Je viens de tomber sur une analyse intéressante des risques géopolitiques, qui mérite toute notre attention. Quelqu’un a classé les pays selon leur probabilité d’être impliqués dans un conflit mondial potentiel, et les résultats en disent long sur les zones de tension réelle.
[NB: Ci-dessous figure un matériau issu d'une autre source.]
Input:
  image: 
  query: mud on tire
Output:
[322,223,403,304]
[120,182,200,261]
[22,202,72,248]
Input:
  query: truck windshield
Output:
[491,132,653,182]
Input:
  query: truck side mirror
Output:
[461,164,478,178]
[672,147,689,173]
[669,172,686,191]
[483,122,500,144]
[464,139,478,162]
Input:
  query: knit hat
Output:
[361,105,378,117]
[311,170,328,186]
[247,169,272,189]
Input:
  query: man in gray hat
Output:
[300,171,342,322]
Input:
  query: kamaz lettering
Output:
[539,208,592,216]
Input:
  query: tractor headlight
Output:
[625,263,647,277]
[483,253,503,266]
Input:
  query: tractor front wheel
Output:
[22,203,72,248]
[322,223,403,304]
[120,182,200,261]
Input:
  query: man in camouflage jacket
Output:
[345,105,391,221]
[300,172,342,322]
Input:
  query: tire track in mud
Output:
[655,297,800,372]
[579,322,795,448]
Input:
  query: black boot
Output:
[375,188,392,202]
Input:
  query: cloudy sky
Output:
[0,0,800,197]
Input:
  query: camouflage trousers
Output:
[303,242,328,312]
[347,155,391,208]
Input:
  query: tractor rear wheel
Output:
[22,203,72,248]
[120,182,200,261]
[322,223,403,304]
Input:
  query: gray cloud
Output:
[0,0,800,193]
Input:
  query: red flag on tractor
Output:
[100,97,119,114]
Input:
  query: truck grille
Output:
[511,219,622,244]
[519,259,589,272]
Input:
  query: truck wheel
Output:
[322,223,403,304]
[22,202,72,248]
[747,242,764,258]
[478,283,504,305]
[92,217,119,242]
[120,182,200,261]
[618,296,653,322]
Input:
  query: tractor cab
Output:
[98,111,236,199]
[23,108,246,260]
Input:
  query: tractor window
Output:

La zone à risque le plus élevé correspond à ce qu’on pourrait attendre : États-Unis, Iran, Israël, Russie, Pakistan et Ukraine sont tous identifiés comme ayant la plus forte probabilité d’implication dans une troisième guerre mondiale. Ensuite, on trouve les zones de conflit africaines (Nigeria, RDC, Soudan, Somalie) et les points chauds du Moyen-Orient (Syrie, Irak, Yémen, Afghanistan), toutes regroupées dans la même catégorie à haut risque. La Corée du Nord et la Chine complètent ce premier niveau, ce qui est logique compte tenu des points de friction géopolitiques dans ces régions.

Ce qui est intéressant, c’est le niveau de risque moyen. Inde, Indonésie, Bangladesh, Turquie, Allemagne, Royaume-Uni, France — ce sont des pays qui pourraient être entraînés dans le conflit selon la façon dont les alliances se forment. Ils sont suffisamment stables pour ne pas être à l’initiative, mais stratégiquement importants pour qu’un conflit majeur ait de fortes chances de les impliquer. La probabilité d’une escalade en ww3 dépend probablement plus de ces acteurs secondaires que ce que l’on pense.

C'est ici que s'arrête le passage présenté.